出演:稲垣吾郎 長谷川博己 池脇千鶴 渋川清彦
竹内都子 杉田雷麟 小野武彦 石橋蓮司
監督・脚本:阪本順治
音楽:安川午朗
制作・配給:キノフィルムズ
©2018「半世界」FILM PARTNERS

<STORY>
とある地方都市。
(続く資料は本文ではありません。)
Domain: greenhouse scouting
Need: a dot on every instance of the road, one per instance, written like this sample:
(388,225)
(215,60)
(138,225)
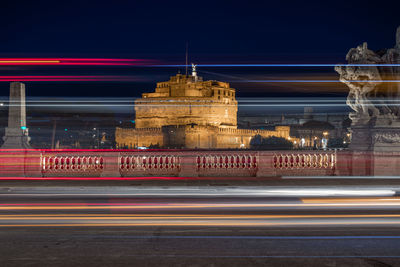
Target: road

そのまたさらに郊外に暮らす高村紘(稲垣吾郎)とその妻・初乃(池脇千鶴)、息子の明(杉田雷麟)の家族は、父から受け継いだ山中の炭焼き窯で備長炭を製炭することを生業としている。中学からの旧友で、自衛隊員として海外派遣されていた沖山瑛介(長谷川博己)がある日、何の前ぶりもなく町へ帰ってきた。どうやら瑛介は、妻子と別れて故郷にひとりで戻ってきた様子。紘は、同じく同級生で中古車販売を自営でやっている若井光彦(渋川清彦)にも声をかけ、十数年ぶりに3人で酒を酌み交わす。翌日、廃墟同然だった瑛介の実家を掃除し、住める状態にする3人、海外での派遣活動で瑛介が何か心の傷を負ったのでは?それが妻子と別れ、故郷に戻ってきた原因になったのではないかと感じる紘と光彦だが、直接聞くことも憚られ、どうすることもできない。紘の息子・明は、反抗期の真っ最中で、どうやら学校でイジメも受けている様子だが、紘はそれに頓着していない。「おまえ、明に感心もってないだろ。それが、あいつにもバレてんだよ」。鋭いことを光彦に言われハッとする紘。数日後、「オレの仕事、手伝えよ」。過去から脱却できずにいた仕事のない瑛介を巻き込んで一念発起する紘。紘の仕事ぶりを見て驚く瑛介。これまで感じたことのない張り合いを感じ始めた紘。そんな父を見る明の目にも変化が現れかけ、それは何もかも順調に向かい始めているように見えていた…。